Gorontalo Utara – Kuasa hukum Pasangan Calon (Paslon) 01 pada Pemilihan Kepala Daerah (Pilkada) Gorontalo Utara, Riyan Nasaru, S.H., CPM., menegaskan kesiapan timnya dalam menghadapi gugatan di Mahkamah Konstitusi (MK) dengan berbekal argumentasi hukum yang logis dan substansial.
Hal itu disampaikan Riyan menyusul adanya sengketa hasil Pilkada Gorontalo Utara di MK. Di mana dalam perkara tersebut dua gugatan utama mencuat, yakni Paslon 03 menggugat keterlambatan masa kampanye 10 hari akibat sebelumnya dinyatakan Tidak Memenuhi Syarat (TMS) oleh Komisi Pemilihan Umum (KPU), dan Paslon 02 mempertanyakan keabsahan dokumen pencalonan Paslon 01 terkait perbedaan nama di KTP dan ijazah Calon Bupati Roni Imran.
“Kami telah menyiapkan argumen hukum yang kuat untuk menghadapi segala bentuk gugatan yang masuk ke MK. Sebagai pihak terkait, kami yakin bahwa Mahkamah Konstitusi adalah lembaga yang independen, profesional, dan progresif dalam menilai serta menerapkan hukum sesuai kewenangan yang diamanahkan undang-undang,” kata Riyan melansir dari Definitif.id, Sabtu (14/12/2024).
Ia menegaskan terkait pokok perkara yang menjadi gugatan di MK. Menurutnya, bahwa gugatan di MK tersebut seharusnya hanya menangani sengketa hasil Pilkada, bukan masalah tahapan pencalonan atau administrasi.
“Gugatan di MK ini adalah sengketa hasil, bukan persoalan administrasi pencalonan yang sudah selesai pada tahapan sebelumnya. Jika kita merujuk pada Peraturan Mahkamah Konstitusi (PMK) Nomor 3 Tahun 2024, ruang lingkup perkara di MK terbatas pada validitas hasil penghitungan suara, bukan lagi mengulas persoalan administratif seperti kampanye atau dokumen persyaratan calon,” terangnya.
Dalam konteks gugatan Paslon 03 terkait kampanye, keterlambatan 10 hari yang mereka alami pasca ditetapkan kembali oleh KPU, menurutnya tidak memiliki relevansi langsung terhadap hasil suara yang telah ditetapkan, demikian pula gugatan Paslon 02 terkait dokumen pencalonan dinilai sudah tidak relevan karena telah melewati proses verifikasi di KPU.

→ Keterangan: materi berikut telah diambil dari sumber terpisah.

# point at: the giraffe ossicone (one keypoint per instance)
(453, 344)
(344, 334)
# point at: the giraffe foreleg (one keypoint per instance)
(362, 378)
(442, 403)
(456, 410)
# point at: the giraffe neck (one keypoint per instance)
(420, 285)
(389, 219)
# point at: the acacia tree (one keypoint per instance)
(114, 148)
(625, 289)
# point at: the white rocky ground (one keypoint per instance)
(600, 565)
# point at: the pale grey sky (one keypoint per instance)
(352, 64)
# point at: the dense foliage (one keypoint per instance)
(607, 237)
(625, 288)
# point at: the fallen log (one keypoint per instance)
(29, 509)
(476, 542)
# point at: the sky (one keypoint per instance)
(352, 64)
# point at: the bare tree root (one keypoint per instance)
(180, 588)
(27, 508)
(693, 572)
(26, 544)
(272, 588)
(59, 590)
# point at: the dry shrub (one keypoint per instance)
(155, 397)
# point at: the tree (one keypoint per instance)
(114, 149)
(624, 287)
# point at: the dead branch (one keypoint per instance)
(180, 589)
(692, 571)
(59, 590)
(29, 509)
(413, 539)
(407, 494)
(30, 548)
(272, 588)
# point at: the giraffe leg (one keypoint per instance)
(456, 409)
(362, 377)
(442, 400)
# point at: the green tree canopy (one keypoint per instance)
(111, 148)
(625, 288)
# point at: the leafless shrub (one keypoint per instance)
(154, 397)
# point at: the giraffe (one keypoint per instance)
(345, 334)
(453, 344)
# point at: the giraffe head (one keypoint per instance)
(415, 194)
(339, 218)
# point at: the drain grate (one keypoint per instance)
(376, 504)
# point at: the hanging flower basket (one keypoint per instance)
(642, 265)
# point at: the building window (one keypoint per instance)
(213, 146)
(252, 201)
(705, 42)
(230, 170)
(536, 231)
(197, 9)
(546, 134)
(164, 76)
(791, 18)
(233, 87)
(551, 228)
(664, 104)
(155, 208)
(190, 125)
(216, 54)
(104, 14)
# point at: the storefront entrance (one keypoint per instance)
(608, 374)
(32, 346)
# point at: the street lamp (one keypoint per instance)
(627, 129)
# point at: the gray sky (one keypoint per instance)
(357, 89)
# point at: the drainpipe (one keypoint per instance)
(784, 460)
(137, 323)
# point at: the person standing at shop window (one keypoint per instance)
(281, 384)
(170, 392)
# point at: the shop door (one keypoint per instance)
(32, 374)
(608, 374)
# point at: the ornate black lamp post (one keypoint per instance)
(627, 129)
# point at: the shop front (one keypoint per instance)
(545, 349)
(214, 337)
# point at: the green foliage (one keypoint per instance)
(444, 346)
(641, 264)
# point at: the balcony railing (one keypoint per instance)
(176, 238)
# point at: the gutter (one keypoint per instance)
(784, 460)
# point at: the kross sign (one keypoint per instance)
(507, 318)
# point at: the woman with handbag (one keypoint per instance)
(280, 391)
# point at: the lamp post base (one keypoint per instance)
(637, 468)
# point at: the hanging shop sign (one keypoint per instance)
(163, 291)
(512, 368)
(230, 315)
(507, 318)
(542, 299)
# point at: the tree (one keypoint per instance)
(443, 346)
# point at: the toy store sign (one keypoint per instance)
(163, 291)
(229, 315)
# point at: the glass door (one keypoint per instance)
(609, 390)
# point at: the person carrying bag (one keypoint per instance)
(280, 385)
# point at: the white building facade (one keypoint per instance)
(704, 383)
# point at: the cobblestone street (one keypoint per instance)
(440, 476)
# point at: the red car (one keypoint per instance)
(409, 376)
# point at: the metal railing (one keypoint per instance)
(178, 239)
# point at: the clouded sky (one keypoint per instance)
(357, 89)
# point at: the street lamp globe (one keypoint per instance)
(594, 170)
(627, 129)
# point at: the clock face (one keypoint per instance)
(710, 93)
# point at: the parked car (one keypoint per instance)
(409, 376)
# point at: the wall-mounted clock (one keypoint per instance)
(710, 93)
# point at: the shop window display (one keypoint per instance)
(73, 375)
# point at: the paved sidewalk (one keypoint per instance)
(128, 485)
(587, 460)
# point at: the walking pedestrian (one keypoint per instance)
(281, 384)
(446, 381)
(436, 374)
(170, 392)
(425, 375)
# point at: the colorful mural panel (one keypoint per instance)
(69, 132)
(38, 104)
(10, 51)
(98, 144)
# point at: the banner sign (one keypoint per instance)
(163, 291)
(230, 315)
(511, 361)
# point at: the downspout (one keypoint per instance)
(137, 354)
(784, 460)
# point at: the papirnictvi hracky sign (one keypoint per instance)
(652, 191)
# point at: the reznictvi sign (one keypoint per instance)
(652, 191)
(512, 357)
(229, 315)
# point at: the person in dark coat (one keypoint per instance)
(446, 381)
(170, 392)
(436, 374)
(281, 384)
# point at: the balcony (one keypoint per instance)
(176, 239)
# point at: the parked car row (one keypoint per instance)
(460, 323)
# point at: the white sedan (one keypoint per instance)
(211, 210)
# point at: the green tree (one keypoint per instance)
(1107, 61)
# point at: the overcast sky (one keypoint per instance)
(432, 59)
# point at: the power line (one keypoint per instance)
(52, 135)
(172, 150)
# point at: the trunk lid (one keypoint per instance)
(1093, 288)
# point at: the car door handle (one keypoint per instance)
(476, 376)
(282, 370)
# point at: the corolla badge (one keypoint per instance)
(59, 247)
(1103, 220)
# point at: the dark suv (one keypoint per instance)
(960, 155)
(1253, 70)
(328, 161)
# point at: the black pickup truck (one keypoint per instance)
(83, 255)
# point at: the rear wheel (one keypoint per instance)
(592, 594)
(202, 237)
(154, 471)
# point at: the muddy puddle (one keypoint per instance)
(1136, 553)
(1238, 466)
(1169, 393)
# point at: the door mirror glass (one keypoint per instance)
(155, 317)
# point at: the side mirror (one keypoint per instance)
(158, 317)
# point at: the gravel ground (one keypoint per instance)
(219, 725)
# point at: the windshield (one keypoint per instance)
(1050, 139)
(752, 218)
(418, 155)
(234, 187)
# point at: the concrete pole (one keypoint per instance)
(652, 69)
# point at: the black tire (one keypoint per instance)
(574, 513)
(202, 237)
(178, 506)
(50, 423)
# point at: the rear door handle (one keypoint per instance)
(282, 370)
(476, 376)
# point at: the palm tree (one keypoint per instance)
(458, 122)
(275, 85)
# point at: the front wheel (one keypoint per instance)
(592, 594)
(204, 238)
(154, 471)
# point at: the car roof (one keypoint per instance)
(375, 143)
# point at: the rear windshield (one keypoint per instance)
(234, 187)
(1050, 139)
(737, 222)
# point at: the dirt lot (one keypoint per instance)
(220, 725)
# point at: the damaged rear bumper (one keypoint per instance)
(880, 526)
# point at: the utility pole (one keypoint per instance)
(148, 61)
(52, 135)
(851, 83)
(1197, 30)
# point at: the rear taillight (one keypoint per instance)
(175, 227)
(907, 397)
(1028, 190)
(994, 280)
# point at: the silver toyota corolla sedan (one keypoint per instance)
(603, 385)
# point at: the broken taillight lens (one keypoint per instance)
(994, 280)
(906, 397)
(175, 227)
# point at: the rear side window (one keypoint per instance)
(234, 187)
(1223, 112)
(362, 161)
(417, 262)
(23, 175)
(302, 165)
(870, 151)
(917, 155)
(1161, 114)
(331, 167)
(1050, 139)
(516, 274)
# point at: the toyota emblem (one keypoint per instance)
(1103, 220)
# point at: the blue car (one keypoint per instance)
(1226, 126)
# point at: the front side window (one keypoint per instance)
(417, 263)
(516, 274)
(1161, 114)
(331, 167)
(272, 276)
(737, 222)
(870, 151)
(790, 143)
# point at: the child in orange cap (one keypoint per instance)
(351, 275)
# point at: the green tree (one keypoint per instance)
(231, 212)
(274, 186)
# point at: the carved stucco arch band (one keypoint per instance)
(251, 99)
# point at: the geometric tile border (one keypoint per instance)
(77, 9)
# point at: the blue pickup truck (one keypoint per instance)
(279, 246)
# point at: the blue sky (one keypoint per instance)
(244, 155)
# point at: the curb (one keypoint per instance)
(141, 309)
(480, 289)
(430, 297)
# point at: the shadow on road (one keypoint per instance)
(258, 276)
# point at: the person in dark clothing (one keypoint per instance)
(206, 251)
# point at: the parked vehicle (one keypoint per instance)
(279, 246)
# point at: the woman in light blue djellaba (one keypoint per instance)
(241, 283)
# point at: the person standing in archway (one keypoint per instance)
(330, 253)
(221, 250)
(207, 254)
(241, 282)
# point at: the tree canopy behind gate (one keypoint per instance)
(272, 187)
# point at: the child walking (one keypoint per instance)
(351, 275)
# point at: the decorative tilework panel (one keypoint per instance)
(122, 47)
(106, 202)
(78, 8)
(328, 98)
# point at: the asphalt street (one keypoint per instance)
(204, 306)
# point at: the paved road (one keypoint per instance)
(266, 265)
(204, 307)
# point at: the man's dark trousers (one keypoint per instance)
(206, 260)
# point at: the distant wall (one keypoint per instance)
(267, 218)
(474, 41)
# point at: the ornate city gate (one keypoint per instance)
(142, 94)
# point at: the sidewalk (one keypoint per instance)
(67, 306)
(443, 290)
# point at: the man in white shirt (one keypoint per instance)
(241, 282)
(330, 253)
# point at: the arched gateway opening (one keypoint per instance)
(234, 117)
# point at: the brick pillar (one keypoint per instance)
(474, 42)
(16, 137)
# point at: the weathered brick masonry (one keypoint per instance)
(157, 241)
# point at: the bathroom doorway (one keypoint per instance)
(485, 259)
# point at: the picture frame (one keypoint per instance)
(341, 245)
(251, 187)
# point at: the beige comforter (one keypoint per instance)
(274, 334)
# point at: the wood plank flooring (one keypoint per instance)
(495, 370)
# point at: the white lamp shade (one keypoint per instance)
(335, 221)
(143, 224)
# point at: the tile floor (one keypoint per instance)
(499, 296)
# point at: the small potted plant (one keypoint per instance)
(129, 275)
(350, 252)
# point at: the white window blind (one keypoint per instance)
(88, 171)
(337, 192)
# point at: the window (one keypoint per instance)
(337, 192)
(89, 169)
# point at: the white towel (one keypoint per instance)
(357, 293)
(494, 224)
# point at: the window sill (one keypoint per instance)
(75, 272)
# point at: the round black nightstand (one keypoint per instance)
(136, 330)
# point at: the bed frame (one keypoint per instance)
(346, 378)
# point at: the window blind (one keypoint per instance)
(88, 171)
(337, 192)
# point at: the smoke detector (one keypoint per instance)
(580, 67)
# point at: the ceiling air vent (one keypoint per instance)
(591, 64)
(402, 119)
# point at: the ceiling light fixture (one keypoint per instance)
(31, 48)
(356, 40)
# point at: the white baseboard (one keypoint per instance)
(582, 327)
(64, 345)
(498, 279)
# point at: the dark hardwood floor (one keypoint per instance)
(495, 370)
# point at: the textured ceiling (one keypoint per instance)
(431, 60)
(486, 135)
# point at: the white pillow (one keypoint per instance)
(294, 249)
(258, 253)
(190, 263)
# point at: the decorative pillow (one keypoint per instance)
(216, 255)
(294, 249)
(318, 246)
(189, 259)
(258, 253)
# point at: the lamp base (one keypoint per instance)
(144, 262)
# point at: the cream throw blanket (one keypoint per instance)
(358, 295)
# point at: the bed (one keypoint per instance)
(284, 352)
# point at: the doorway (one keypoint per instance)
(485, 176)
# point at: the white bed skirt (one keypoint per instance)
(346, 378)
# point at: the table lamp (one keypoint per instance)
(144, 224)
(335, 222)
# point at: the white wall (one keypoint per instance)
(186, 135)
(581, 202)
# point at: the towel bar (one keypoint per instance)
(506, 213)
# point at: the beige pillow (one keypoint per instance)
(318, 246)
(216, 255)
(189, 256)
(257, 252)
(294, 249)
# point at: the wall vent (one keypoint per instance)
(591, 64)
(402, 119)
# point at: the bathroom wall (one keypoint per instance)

“Kami percaya bahwa Mahkamah Konstitusi akan memutus perkara ini secara profesional dan berlandaskan hukum. Bukti yang kami ajukan menunjukkan bahwa hasil Pilkada telah sesuai dengan prinsip demokrasi yang jujur dan adil,” tegasnya.
Perkara ini menjadi perhatian publik di Gorontalo Utara, mengingat hasil Pilkada telah menetapkan Paslon 01 sebagai pemenang dengan perolehan suara terbanyak. Namun, Riyan mengimbau semua pihak untuk tetap menghormati proses hukum yang berlangsung dan menjaga prinsip saling menghargai.
“Kita harus percaya bahwa MK akan memberi hak dan kesempatan yang sama kepada semua pihak. Oleh karena itu, kita wajib saling menghormati sikap dan keputusan masing-masing pihak dalam proses ini,” kuncinya.